NEW YORK (Reuters) - American Apparel Inc has adopted a one-year shareholder rights plan to help its board of directors better protect its stockholders and ensure they are treated fairly, the company said on Saturday.
The company said its action came in response to reports of rapid accumulation of American Apparel's outstanding common stock, and in the context of a Securities Exchange Commission filing in which its ousted founder and chief executive, Dov Charney, expressed an intent to increase control or influence over the company.
The move, made by a special committee of the company's board of directors, is intended to limit the ability of any group or person, including Charney, "to seize control of the company without appropriately compensating all American Apparel stockholders."

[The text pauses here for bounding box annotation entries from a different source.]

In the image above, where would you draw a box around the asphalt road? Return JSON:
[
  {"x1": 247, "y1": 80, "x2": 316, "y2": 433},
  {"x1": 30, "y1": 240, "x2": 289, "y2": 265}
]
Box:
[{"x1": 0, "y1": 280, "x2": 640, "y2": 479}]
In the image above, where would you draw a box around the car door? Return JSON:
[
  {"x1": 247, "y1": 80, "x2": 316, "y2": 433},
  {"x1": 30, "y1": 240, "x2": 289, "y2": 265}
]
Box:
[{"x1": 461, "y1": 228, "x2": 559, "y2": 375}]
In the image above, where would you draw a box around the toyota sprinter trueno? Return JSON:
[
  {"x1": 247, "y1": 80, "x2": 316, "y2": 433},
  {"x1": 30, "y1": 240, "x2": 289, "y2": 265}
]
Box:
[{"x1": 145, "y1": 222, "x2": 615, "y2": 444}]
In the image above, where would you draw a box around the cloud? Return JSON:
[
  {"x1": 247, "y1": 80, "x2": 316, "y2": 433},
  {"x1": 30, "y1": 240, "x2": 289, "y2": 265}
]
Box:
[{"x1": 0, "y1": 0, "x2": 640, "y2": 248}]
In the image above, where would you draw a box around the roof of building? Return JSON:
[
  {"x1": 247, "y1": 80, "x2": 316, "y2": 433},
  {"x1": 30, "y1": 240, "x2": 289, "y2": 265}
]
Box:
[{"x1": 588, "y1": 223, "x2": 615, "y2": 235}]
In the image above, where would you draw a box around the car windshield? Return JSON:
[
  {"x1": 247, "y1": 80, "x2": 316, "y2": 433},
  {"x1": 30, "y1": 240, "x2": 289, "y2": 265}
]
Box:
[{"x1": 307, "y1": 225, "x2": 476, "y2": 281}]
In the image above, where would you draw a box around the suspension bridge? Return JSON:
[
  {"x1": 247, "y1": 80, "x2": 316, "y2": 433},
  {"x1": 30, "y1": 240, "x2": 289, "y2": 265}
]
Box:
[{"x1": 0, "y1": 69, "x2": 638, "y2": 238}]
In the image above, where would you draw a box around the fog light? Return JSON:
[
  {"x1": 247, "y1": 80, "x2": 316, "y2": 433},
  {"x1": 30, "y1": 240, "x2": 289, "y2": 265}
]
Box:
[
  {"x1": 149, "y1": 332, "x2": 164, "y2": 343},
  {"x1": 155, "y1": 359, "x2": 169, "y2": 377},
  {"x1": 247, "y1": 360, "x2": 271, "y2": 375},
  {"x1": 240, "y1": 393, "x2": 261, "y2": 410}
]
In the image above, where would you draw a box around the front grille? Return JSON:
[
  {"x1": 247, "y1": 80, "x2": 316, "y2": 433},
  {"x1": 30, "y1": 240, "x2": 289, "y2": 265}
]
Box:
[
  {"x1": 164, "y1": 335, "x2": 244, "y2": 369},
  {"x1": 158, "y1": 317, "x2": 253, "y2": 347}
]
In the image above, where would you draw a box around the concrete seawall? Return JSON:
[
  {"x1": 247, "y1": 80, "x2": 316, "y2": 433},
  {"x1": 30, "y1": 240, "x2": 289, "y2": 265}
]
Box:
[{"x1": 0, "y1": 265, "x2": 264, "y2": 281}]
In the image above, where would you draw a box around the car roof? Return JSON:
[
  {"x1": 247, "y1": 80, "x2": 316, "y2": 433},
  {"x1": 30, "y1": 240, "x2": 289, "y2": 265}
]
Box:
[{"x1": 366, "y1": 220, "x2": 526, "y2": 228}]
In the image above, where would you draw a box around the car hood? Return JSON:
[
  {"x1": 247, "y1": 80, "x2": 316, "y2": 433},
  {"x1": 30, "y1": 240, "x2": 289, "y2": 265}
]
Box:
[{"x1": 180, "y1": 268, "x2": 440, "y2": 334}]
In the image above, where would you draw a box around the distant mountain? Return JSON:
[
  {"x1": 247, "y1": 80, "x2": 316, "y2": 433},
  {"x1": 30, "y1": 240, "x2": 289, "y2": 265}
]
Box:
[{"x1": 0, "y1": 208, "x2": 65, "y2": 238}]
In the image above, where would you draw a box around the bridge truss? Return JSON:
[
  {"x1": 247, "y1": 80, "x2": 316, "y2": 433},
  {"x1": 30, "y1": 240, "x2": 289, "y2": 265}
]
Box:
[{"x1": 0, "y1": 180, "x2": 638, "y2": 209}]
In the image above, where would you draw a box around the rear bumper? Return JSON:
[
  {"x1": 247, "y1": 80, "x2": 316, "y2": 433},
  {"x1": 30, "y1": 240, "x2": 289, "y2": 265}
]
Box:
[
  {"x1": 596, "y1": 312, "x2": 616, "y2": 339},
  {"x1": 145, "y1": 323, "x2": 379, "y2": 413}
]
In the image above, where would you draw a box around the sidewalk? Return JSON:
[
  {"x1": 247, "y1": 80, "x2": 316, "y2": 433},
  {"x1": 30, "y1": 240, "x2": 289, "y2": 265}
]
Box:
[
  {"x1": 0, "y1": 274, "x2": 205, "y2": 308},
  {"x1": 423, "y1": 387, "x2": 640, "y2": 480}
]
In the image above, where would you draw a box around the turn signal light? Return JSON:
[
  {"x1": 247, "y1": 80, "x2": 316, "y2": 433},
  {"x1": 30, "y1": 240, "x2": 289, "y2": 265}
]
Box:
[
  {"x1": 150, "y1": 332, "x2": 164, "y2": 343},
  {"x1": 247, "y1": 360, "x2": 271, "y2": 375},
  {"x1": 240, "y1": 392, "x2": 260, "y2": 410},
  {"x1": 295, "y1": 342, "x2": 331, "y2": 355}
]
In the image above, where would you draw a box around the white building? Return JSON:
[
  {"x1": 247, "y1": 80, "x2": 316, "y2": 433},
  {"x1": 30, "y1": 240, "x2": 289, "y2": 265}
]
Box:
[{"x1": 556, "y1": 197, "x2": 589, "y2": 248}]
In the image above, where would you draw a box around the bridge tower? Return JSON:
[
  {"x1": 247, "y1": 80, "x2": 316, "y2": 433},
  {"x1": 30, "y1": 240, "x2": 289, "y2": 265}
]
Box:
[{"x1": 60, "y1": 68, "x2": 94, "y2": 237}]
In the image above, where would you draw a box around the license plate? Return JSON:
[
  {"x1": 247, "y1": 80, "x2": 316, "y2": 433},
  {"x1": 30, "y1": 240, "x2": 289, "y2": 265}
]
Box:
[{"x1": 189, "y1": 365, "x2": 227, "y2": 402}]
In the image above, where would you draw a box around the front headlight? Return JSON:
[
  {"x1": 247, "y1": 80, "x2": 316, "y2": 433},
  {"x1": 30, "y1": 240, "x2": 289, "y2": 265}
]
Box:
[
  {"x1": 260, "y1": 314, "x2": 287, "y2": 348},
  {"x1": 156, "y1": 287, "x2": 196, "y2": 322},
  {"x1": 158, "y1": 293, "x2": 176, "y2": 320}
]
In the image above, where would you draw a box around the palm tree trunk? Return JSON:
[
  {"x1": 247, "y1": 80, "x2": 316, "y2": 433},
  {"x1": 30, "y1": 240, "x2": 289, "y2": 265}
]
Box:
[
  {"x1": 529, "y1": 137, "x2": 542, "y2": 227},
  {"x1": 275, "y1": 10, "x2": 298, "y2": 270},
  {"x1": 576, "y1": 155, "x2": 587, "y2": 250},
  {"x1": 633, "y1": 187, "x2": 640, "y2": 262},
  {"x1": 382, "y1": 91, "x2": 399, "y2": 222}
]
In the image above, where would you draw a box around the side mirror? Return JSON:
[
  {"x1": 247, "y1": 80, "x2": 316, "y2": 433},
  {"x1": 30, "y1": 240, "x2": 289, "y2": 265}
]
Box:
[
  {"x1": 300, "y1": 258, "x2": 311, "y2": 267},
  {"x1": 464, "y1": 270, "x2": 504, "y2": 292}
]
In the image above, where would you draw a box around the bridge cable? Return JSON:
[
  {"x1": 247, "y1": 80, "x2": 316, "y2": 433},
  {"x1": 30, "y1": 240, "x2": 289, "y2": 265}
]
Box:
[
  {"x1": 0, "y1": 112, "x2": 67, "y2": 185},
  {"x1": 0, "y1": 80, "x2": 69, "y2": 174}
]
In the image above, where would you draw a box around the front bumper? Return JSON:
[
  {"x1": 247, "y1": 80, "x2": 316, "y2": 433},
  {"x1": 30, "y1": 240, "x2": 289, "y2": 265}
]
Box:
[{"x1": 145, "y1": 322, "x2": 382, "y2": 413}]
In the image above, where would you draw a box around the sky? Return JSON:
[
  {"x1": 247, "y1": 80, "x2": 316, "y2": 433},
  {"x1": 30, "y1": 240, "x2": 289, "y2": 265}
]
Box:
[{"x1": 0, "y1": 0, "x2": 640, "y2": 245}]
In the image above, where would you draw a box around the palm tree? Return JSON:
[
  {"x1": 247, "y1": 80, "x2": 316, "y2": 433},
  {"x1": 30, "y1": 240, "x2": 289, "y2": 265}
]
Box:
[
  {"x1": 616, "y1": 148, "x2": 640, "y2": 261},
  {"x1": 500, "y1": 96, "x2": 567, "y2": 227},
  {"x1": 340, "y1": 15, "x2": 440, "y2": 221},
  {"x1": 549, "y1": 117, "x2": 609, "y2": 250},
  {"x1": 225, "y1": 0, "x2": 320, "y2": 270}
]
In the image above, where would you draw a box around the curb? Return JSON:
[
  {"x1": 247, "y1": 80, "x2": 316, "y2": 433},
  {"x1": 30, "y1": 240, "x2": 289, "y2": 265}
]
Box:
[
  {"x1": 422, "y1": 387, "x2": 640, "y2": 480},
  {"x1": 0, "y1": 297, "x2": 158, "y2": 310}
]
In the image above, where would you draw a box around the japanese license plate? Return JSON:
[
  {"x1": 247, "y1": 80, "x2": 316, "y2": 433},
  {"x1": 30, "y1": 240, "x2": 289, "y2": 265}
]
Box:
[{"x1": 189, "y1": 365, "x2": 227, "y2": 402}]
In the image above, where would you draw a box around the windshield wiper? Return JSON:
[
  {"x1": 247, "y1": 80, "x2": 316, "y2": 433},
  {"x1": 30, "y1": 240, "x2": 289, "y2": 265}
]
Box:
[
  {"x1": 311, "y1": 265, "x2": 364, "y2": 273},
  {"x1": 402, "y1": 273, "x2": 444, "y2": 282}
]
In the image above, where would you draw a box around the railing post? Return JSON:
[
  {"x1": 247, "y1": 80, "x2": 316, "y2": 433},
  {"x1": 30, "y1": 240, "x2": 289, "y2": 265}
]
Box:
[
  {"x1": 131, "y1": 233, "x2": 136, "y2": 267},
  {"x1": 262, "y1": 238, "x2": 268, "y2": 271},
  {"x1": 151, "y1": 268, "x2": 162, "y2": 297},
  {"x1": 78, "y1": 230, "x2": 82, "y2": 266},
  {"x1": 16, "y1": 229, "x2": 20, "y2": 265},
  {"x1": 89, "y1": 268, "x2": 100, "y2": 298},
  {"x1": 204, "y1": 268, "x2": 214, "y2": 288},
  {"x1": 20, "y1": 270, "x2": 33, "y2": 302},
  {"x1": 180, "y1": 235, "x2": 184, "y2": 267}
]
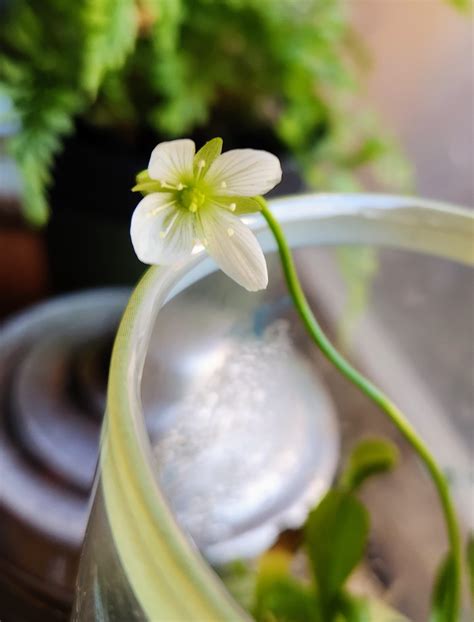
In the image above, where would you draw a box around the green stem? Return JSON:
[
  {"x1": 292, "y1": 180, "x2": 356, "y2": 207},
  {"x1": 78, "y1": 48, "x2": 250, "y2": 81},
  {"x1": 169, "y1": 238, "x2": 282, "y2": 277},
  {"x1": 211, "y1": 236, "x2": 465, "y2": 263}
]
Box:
[{"x1": 261, "y1": 201, "x2": 462, "y2": 622}]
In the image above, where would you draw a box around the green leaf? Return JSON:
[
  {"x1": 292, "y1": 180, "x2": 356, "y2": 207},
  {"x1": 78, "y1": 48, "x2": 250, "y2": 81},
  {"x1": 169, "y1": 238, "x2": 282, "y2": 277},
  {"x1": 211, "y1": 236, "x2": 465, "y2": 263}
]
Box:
[
  {"x1": 305, "y1": 489, "x2": 369, "y2": 607},
  {"x1": 82, "y1": 0, "x2": 138, "y2": 96},
  {"x1": 193, "y1": 138, "x2": 222, "y2": 176},
  {"x1": 253, "y1": 551, "x2": 322, "y2": 622},
  {"x1": 466, "y1": 534, "x2": 474, "y2": 604},
  {"x1": 341, "y1": 438, "x2": 399, "y2": 490},
  {"x1": 430, "y1": 553, "x2": 458, "y2": 622},
  {"x1": 336, "y1": 592, "x2": 370, "y2": 622}
]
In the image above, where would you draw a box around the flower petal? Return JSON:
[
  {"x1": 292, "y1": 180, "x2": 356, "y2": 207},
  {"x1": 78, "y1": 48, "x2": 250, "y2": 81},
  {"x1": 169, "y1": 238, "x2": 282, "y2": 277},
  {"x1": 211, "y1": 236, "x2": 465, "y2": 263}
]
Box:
[
  {"x1": 130, "y1": 193, "x2": 196, "y2": 265},
  {"x1": 206, "y1": 149, "x2": 281, "y2": 197},
  {"x1": 212, "y1": 196, "x2": 262, "y2": 216},
  {"x1": 197, "y1": 207, "x2": 268, "y2": 292},
  {"x1": 148, "y1": 138, "x2": 196, "y2": 185}
]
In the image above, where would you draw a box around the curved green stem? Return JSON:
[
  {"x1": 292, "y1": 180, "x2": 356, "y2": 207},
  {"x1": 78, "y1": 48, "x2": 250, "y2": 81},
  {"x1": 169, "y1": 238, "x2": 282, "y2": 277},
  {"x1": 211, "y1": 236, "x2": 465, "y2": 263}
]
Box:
[{"x1": 261, "y1": 201, "x2": 462, "y2": 622}]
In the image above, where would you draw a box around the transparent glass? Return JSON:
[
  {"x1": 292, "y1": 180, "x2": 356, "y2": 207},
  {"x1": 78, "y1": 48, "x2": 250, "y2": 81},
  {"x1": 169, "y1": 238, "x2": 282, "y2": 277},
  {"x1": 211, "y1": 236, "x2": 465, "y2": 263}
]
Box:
[{"x1": 73, "y1": 194, "x2": 473, "y2": 621}]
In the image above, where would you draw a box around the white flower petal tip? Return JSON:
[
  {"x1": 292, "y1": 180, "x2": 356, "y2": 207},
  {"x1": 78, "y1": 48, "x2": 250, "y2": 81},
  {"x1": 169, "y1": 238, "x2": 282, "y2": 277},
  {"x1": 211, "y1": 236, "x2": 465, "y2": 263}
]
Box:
[
  {"x1": 130, "y1": 193, "x2": 195, "y2": 265},
  {"x1": 148, "y1": 138, "x2": 196, "y2": 186},
  {"x1": 198, "y1": 210, "x2": 268, "y2": 292},
  {"x1": 206, "y1": 149, "x2": 282, "y2": 197}
]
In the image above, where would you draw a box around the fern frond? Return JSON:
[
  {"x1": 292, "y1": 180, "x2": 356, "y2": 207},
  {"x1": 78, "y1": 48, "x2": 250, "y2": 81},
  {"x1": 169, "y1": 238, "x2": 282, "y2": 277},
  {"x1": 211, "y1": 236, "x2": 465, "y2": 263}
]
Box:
[{"x1": 81, "y1": 0, "x2": 138, "y2": 96}]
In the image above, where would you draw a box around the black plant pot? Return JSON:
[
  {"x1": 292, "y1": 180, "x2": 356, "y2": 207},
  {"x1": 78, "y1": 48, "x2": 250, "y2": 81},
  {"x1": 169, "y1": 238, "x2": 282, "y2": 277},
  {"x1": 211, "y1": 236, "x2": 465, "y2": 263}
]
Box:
[{"x1": 46, "y1": 118, "x2": 302, "y2": 292}]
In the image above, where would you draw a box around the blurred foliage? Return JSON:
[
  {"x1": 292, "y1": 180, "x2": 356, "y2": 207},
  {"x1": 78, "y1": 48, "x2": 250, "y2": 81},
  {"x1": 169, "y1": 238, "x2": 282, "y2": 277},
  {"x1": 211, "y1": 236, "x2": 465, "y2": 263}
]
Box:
[
  {"x1": 220, "y1": 438, "x2": 408, "y2": 622},
  {"x1": 0, "y1": 0, "x2": 412, "y2": 224}
]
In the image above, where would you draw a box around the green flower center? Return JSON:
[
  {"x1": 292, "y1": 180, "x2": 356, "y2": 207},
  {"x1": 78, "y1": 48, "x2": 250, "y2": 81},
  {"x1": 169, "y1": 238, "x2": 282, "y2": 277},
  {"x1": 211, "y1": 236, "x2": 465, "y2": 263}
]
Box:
[{"x1": 176, "y1": 187, "x2": 206, "y2": 213}]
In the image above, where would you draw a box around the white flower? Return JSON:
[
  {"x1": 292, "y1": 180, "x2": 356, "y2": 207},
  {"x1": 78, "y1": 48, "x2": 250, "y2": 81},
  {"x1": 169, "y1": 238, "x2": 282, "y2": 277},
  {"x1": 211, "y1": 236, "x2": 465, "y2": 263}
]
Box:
[{"x1": 130, "y1": 138, "x2": 281, "y2": 291}]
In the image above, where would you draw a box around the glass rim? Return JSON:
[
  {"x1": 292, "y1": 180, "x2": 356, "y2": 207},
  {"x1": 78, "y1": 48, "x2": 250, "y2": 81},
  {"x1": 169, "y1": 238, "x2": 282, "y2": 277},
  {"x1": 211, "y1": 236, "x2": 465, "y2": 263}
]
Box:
[{"x1": 100, "y1": 193, "x2": 474, "y2": 620}]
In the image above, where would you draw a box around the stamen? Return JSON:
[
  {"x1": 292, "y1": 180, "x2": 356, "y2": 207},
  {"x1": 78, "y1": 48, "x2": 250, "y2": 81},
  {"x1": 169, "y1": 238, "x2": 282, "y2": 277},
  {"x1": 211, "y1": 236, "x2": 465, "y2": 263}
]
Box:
[{"x1": 147, "y1": 201, "x2": 175, "y2": 218}]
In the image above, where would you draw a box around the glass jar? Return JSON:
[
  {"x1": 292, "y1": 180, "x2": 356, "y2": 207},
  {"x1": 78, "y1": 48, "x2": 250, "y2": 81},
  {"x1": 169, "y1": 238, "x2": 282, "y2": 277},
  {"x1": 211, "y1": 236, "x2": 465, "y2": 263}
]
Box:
[{"x1": 73, "y1": 194, "x2": 473, "y2": 622}]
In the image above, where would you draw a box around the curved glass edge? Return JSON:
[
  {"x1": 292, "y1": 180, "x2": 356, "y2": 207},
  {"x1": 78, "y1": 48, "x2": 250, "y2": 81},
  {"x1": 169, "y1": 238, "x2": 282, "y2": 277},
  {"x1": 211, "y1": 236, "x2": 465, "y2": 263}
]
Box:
[{"x1": 100, "y1": 194, "x2": 474, "y2": 621}]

The plan, allowing a person or group to acquire up to 15 percent of common stock, is similar to other arrangements adopted by publicly held companies and is not aimed to prevent or deter takeover bids that offer fair treatment, the company said.
Initially, "the rights will be attached to all shares of common stock" and "each right entitles the holder to purchase one ten-thousandth of a share of preferred stock at an exercise price of $2.75," the company said in a statement.
American Apparel's board ousted the 45-year-old Charney as chairman earlier this month, citing unspecified allegations of misconduct. It suspended him as president and chief executive officer, and plans to fire him for cause, following a 30-day period stipulated in his contract.